Als buurman van het Praktijkpunt Landbouw kon Wouter een beroep doen op de wiedeg van de onderzoeksinstelling. “Zeker de eerste keer ligt de rijsnelheid laag en kost het veel tijd om 2,5 hectare quinoa te wiedeggen”, getuigt hij. “De werking van de Treffler-wiedeg beviel, maar in een regenachtig seizoen met hoge onkruiddruk kon het resultaat me toch niet overtuigen. De stroken waar een moderne Carré-schoffelmachine een doorgang maakte – n.a.v. een machinedemonstratie op mijn perceel – stonden duidelijk properder. Het verschil tussen alleen wiedeggen (5x) en wiedeggen gevolgd door schoffelen, was vooral merkbaar aan het aantal planten melganzenvoet. Dit onkruid zorgt in andere teelten na een herbicidenbehandeling niet voor problemen, maar ontsnapte in quinoa aan de wiedeg.”

quinoa
Quinoa ging veelbelovend de zomer in

Bij het begin van de zomer had Wouter er een goed oog in: “De kosten van de teelt leken me beperkt: zaaizaad, grondbewerking, loonwerk en vooral je eigen arbeidstijd voor de onkruidbestrijding. Gratis digestaat bracht de nodige nutriënten aan. Het was dus uitkijken naar de opbrengst, maar die viel tegen. Half juli deed noodweer de stengels knakken. In augustus bleef het regenen. Daardoor verliep de tarweoogst zo moeizaam dat de loonwerker niet beschikbaar was. Pas op 3 september kon ik quinoa oogsten. Uit de pluimen was toen al veel zaad verdwenen. Door de hoge onkruiddruk kleurde het geoogste product van 2,5 hectare groen en woog het 4.000 kilo. Na vijf keer zeven door Van der Bilt Zaden in Nederland, gevolgd door een kleursortering, bleef daar nog 1.200 kilo van over, oftewel iets minder dan 500 kilo per hectare.”

oogst
Regenachtige zomer en laat beschikbaar zijn van loonwerker veroorzaken zaadverlies

“Dat is karig als je het vergelijkt met het resultaat op onze proefvelden in 2020 (circa 3.000 kg/ha na zeven), maar komt overeen met de resultaten van onze oogst in 2021. Door legering, neerslag en een te late oogst kwamen ook wij – na omrekening van de proefplots – niet verder dan enkele honderden kilo’s per hectare”, vertelt Wim Fobelets.
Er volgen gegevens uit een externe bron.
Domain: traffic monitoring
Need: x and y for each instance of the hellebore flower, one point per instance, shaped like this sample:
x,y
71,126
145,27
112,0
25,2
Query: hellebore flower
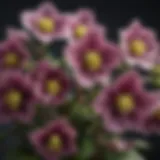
x,y
92,59
13,55
45,23
139,45
55,140
80,23
17,97
17,35
124,105
52,84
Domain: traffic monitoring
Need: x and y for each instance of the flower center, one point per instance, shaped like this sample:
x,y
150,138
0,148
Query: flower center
x,y
46,25
55,143
125,103
13,99
80,31
10,59
53,87
156,69
156,114
138,47
93,60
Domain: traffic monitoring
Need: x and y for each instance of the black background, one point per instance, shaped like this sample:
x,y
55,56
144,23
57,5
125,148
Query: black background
x,y
112,13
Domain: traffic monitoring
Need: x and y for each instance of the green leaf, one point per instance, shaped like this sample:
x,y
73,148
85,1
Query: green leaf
x,y
87,149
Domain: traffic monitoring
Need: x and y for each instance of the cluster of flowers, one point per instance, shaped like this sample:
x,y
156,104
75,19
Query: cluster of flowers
x,y
28,78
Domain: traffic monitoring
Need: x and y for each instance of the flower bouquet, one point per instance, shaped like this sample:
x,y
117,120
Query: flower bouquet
x,y
68,92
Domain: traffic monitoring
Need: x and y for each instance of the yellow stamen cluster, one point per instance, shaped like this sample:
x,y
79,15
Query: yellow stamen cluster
x,y
93,60
53,87
55,143
80,31
13,99
125,104
46,25
138,47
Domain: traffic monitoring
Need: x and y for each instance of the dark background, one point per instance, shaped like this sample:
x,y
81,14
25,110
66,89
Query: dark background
x,y
112,13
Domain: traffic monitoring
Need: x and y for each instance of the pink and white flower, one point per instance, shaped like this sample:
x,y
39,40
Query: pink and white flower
x,y
55,140
92,59
17,35
80,23
125,104
139,45
52,83
17,97
13,55
46,23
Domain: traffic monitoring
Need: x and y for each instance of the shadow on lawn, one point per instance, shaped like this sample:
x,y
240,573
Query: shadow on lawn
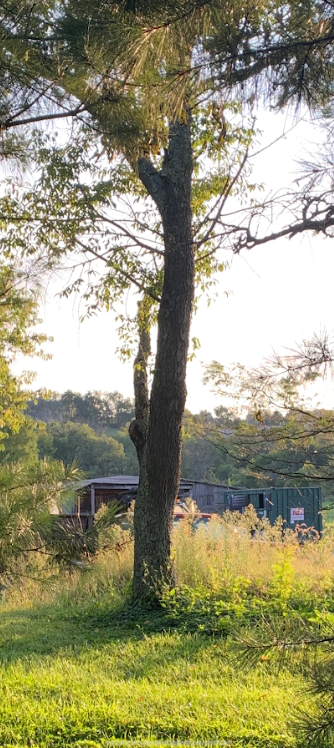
x,y
48,630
Gelet op het stevige prijskaartje van het schoonproces en de andere onkosten (o.a. loonwerk en eigen arbeid voor onkruidbestrijding) is zo’n opbrengst onvoldoende om er een rendabele teelt van te maken voor Wouter. De verkoop in de korte keten moet bovendien nog starten, en ook dat zijn arbeidsuren waar een faire vergoeding tegenover moet staan.

Toch geeft de eerste kennismaking met quinoa de jonge landbouwer voldoende vertrouwen om het in 2022 opnieuw te proberen: “De stand van het gewas in mei en juni beviel me. Dat het uiteindelijk toch misliep, was toe te schrijven aan een uitzonderlijk sombere zomer. Warme en droge zomers worden door de klimaatverandering het nieuwe normaal. De opbrengst zal dan vanzelf veel beter zijn. Bovendien kan ik met de ervaring in 2021 volgend seizoen een verbeterpunt aanbrengen. Ik ga een oude witloofschoffel aanpassen naar de juiste rijafstand zodat melganzenvoet niet meer ontsnapt tijdens de onkruidbestrijding.”